HOI-MLLM: Open-World Human-Object Interaction Detection Driven by Multimodal Large Language Models

The HOI-MLLM project innovatively combines multimodal large language models (MLLMs) with chain-of-thought (CoT) reasoning to achieve open-world human-object interaction (HOI) detection, breaking through the limitations of traditional closed-set approaches and opening up new paths for visual understanding.

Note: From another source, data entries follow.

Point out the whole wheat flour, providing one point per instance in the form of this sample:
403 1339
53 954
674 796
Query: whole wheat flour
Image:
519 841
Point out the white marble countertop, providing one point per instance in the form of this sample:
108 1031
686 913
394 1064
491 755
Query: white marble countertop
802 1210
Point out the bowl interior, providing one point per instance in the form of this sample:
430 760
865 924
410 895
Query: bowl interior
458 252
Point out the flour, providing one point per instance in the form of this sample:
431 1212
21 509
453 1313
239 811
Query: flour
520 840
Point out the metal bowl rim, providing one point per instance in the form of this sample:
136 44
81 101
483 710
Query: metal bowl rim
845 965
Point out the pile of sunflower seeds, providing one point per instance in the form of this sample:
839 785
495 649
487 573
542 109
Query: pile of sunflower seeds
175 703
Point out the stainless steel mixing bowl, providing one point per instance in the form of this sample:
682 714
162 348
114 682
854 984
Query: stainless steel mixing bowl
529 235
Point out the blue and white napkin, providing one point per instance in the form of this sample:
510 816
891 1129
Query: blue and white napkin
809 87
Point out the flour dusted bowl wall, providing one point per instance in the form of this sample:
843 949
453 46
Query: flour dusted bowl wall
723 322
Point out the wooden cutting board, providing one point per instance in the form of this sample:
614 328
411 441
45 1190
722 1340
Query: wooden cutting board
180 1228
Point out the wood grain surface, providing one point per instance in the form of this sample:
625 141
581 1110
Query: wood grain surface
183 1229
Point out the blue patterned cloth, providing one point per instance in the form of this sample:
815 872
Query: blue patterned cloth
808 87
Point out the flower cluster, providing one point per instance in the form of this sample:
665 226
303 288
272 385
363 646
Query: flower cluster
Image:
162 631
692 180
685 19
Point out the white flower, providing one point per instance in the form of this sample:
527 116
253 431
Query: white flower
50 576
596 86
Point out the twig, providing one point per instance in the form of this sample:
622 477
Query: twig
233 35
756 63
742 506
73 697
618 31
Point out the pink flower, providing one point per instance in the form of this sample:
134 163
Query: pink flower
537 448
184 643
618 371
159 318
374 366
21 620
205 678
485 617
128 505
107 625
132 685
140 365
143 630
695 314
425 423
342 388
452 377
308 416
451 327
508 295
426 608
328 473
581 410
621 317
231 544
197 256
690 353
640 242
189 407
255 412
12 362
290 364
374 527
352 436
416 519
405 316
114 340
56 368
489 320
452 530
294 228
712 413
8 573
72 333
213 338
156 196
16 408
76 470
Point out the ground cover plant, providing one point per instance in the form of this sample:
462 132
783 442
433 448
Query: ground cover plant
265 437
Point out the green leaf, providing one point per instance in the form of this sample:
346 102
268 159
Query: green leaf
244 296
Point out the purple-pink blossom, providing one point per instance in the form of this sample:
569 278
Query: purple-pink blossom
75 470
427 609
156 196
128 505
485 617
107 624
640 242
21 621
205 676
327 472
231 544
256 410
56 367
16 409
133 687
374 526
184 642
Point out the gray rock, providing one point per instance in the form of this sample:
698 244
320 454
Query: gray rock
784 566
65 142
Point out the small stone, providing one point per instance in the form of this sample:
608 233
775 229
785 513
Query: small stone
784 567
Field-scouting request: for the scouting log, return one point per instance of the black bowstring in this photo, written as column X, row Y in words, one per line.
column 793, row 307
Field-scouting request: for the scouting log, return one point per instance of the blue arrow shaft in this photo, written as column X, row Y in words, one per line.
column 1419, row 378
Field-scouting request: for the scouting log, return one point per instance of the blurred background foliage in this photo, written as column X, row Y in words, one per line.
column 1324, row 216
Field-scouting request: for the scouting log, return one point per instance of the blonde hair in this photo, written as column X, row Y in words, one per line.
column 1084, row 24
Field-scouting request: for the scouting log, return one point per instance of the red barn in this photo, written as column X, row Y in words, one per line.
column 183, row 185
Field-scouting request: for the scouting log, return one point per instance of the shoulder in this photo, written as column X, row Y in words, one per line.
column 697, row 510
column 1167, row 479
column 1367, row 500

人物交互检测多模态大模型思维链推理开放世界计算机视觉视觉问答MLLM
Published 2026-05-02 03:38Recent activity 2026-05-02 03:51Estimated read 7 min
HOI-MLLM: Open-World Human-Object Interaction Detection Driven by Multimodal Large Language Models
1

Section 01

HOI-MLLM Project Overview: Open-World Human-Object Interaction Detection Driven by Multimodal Large Language Models

The HOI-MLLM project innovatively combines multimodal large language models (MLLMs) with chain-of-thought (CoT) reasoning to achieve open-world human-object interaction (HOI) detection, breaking through the limitations of traditional closed-set approaches and opening up new paths for visual understanding. Through a generative paradigm and interpretable reasoning mechanisms, the project addresses the problem of infinite interaction types in the real world.

2

Section 02

Background: Closed-Set Dilemma of Traditional HOI Detection

Human-Object Interaction (HOI) detection is a core task in computer vision, aiming to identify interaction relationships between humans and objects in images. Traditional methods are trained based on predefined interaction categories and can only recognize types present in the training data. The closed-set setting faces challenges in practical applications: interaction types in the real world are infinite, with new actions, tools, and scenarios emerging constantly. Fixed-category models easily fail in open scenarios, making breaking through closed-set limitations a key issue.

3

Section 03

Methodology: Core Innovations of HOI-MLLM - Generative Paradigm and MLLM Application

HOI-MLLM leverages the generalization capabilities of MLLMs to handle open-world HOI detection. MLLMs are trained on massive image-text data, possessing rich knowledge of visual concepts and language description abilities. The project reformulates HOI detection as a visual question-answering task: given an image, the model freely generates natural language descriptions instead of selecting from fixed categories, and the generative paradigm naturally supports open-world scenarios.

4

Section 04

Key Mechanism: Chain-of-Thought Reasoning Enhances Detection Accuracy and Interpretability

HOI-MLLM introduces the chain-of-thought (CoT) reasoning mechanism, analyzing scenes through explicit multi-step reasoning: first locate humans and objects, then analyze spatial relationships, and finally infer interaction types. Step-by-step reasoning improves detection accuracy and enhances interpretability and robustness. For example, when the model judges the interaction "a person cutting an apple", it can trace the reasoning chain: identify "person" and "apple" → notice spatial proximity → combine the presence of a knife → infer the "cutting" action. This transparent process is suitable for high-risk scenarios.

5

Section 05

Technical Architecture: Visual-Language Collaboration and Prompt Strategy Design

The technical architecture of HOI-MLLM follows the mainstream architecture of multimodal large models: a visual encoder (e.g., CLIP) converts images into visual feature sequences; these features and text prompts are input into the large language model; the language model autoregressively generates interaction descriptions. A key challenge is designing effective prompt strategies to guide the model to focus on interaction-related visual cues and generate structured and accurate descriptions. The project explores various prompt templates and fine-tuning strategies to balance general capabilities and task-specific performance for HOI.

6

Section 06

Application Prospects: Wide-Ranging Implementation Scenarios from Academia to Industry

Open-world HOI detection has broad application prospects: in intelligent surveillance, it can identify abnormal interactions (e.g., holding weapons, falling) without predefining all anomalies; in human-computer interaction, it supports natural instruction understanding (e.g., "pass the book"); in content creation/social media, it automatically generates descriptions for images and videos to support recommendation and moderation; in robotics, it provides a foundation for grasp planning and collaborative operations.

7

Section 07

Challenges and Future Directions: Next Steps for Open-World HOI Detection

HOI-MLLM still faces challenges: fine-grained interaction recognition (e.g., the difference between "cutting" and "peeling") and handling complex interaction scenarios with multiple people. Future directions include: integrating video temporal sequences to improve dynamic interaction understanding, introducing 3D spatial reasoning to handle occlusions and depth relationships, developing efficient fine-tuning methods, and building large-scale open-world HOI datasets. This project represents an important step in the evolution of visual understanding toward general and open directions, and it is worth attention and reference.